Brazil's presidential election tightens

MARK AUSTIN THOMAS: The presidential race in Brazil is headed for a runoff. At one time it looked like a shoo-in for incumbent Luiz Ignacia Lula da Silva. But allegations of corruption tightened the race on Sunday. When Lula was first elected foreign investors pulled $60 billion out of the country. Marketplace's Dan Grech joins us from the America's Desk at WLRN.
Dan, how has Lula fared since he was first elected?

GRECH: Lula's been a huge surprise. Investors were extremely frightened when he was elected. It was the first leftist in 50 years in Brazil. But he's actually really showed incredible fiscal restraint during his time as president. He paid off debt early, which helped bring the currency to a five-year high and interest rates to a 20-year low. But in many people's opinion, his most impressive accomplishment was his anti-poverty program called Bolsa Familia. It was basically a $45 a month handout to 11 million extremly poor families.

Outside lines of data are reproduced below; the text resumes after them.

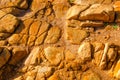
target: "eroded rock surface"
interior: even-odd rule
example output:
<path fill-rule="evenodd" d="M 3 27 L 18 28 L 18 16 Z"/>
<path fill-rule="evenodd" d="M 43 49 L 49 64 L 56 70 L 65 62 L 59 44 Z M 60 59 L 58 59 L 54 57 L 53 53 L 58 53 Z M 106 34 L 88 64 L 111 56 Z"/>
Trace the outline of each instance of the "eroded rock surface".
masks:
<path fill-rule="evenodd" d="M 1 0 L 0 80 L 119 80 L 120 45 L 91 38 L 119 13 L 116 0 Z"/>

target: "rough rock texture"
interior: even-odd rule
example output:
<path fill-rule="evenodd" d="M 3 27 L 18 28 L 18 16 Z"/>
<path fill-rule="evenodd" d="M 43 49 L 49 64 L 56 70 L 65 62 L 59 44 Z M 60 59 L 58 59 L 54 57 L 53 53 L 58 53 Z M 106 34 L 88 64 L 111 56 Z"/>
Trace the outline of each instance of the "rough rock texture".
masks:
<path fill-rule="evenodd" d="M 119 4 L 0 0 L 0 80 L 119 80 Z"/>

The United Nations had set a goal for Brazil to cut in half its extreme poverty by 2015 and with the Bolsa Familia program Brazil got there a decade early.

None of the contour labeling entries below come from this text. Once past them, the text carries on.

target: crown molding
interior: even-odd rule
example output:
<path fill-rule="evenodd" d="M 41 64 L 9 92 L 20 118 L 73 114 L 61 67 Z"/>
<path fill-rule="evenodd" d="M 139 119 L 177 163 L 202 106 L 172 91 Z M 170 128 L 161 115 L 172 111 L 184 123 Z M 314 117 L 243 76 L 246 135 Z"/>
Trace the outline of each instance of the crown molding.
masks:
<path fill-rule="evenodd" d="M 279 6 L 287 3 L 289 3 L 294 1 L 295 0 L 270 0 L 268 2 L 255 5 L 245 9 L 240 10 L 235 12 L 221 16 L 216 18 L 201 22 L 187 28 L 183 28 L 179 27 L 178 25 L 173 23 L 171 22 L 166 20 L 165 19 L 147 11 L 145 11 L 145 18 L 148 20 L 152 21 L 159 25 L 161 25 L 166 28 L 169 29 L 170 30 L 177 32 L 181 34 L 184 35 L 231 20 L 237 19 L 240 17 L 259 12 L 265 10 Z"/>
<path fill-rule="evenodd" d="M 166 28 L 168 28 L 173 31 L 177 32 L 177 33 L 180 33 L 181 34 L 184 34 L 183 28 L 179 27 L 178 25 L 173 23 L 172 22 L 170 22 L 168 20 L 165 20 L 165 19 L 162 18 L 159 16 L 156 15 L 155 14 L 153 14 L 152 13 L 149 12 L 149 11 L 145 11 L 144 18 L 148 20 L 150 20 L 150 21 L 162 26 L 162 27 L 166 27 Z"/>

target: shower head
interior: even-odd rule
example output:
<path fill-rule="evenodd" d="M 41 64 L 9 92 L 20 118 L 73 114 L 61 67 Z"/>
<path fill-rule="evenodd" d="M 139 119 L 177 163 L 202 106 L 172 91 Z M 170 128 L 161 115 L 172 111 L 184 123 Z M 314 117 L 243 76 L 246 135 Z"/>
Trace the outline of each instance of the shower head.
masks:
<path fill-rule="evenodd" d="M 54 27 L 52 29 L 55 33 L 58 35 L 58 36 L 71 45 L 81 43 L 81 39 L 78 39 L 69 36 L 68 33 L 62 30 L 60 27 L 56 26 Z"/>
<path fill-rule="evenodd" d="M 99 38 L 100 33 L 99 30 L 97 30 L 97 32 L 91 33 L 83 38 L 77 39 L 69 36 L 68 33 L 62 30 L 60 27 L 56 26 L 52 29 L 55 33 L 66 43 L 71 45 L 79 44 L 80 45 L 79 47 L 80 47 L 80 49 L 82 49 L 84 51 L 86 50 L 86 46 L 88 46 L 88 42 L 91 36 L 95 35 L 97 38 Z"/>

THOMAS: Why is this election important to the U.S.?

GRECH: It's important, Mark, because Brazil is the largest economy in South America and has 180 million people. And for the past four years Brazil's Lula has been a different kind of leftist than Venezuela's Hugo Chavez, who as you know has become increasingly antagonistic to the U.S. Lulu is fiscally responsible and he's willing to have at least lukewarm relations with the U.S. And so the bottom line is that investors can live witha Lula, and they're scared to death of a Chavez. So I think for that reason the Wall Street Journal called Brazil's closer-than-expected election as a kind of win-win for investors. That's because the challenger Geraldo Alckmin is considered business friendly. But even if Lula wins, investors aren't going to worry about what's going to happen in Brazil. And the runoff is Oct. 29.

THOMAS: Marketplace's Dan Grech from the Americas Desk.